The suspension came after Turkey and Syria engaged in sporadic cross-border shelling last week.
The decision, “in accordance with the principle of reciprocity,” was in retaliation for Turkey’s decision to stop Syrian civil aviation flights over its territory, SANA said.
The Turkish government has not announced a similar ban for Syrian civilian aircraft.
However, Turkish jets forced a Syrian passenger plane en route from Moscow to Damascus to make an emergency landing in Ankara on Wednesday on suspicion it was carrying weapons.
Both Damascus and Moscow denied the claim, and the plane was allowed on Friday to continue on its journey.
Russian Foreign Minister Sergei Lavrov said the Syrian Air passenger plane had been carrying radar equipment that could have either civilian or military uses, and insisted that Moscow had violated no laws.

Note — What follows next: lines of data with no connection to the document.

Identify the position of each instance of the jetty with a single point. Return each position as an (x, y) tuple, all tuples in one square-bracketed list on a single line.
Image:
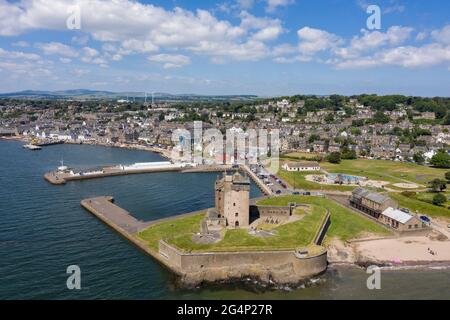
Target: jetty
[(283, 266), (60, 177), (32, 147)]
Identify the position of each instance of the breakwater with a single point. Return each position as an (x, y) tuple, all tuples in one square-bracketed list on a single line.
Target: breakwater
[(278, 266)]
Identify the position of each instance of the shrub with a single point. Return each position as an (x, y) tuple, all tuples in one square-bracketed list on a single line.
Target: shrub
[(439, 199), (409, 194)]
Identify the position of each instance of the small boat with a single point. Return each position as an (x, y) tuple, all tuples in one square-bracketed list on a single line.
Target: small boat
[(32, 147)]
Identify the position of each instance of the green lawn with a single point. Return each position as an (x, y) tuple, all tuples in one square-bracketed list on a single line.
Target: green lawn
[(345, 224), (297, 180), (420, 206), (386, 170), (170, 229), (289, 236), (301, 155)]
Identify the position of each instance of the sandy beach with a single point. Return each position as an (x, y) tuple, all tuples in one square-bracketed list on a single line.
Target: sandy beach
[(404, 250)]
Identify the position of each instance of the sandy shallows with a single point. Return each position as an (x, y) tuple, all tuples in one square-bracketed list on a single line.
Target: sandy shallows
[(404, 249), (406, 185)]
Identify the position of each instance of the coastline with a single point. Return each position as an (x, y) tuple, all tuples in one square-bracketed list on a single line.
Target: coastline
[(358, 258), (352, 254), (165, 153)]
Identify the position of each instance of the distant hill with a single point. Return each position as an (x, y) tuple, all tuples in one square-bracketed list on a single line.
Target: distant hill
[(94, 94)]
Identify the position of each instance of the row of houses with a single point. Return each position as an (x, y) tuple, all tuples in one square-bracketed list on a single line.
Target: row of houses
[(386, 211)]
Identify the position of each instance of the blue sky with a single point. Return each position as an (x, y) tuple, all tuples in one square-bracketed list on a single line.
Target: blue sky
[(263, 47)]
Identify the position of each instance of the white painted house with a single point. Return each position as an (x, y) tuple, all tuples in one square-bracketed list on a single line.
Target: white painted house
[(301, 166)]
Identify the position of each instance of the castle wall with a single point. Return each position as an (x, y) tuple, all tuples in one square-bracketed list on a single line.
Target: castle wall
[(281, 266)]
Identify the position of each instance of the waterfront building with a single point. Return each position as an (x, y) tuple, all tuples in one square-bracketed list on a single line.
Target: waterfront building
[(302, 166), (401, 221), (233, 199), (369, 202)]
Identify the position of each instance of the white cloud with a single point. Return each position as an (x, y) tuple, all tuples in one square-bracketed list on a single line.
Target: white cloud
[(80, 72), (134, 27), (299, 58), (57, 48), (272, 5), (421, 36), (81, 40), (442, 35), (14, 55), (21, 44), (407, 57), (315, 40), (65, 60), (371, 40), (171, 60)]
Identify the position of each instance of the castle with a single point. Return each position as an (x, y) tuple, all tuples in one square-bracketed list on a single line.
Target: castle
[(232, 205)]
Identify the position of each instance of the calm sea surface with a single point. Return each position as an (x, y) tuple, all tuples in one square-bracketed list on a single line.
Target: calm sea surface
[(43, 230)]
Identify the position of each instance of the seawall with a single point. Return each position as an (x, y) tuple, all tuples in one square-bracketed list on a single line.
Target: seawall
[(194, 268)]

Turkish Prime Minister Recep Tayyip Erdogan called for reform of the UN Security Council to help resolve the crisis, after Russia and China have repeatedly used their veto powers to block resolutions condemning Syria.
“It’s time to change the structure of international institutions, starting with the UN Security Council,” Erdogan told reporters, calling for “wider, fairer and more effective representation.”
In Istanbul, Erdogan and Turkish Foreign Minister Ahmet Davutoglu held talks on Syria with visiting Arab League Secretary-General Nabil al-Arabi, Turkish news agency Anatolia said.
In related developments, Human Rights Watch (HRW) yesterday accused the Syrian air force of using cluster bombs against rebels and in populated areas across the country.
“Syria’s disregard for its civilian population is all too evident in its air campaign, which now apparently includes dropping these deadly cluster bombs into populated areas,” said Steve Goose, arms director at the New York-based group.
“Cluster bombs have been comprehensively banned by most nations, and Syria should immediately stop all use of these indiscriminate weapons that continue to kill and maim for years,” he said in a statement.
HRW reported their increased use in the past week, notably in the Maaret al-Numan area, where the armed forces have been locked in combat with rebels for control of the highway linking Damascus to Aleppo.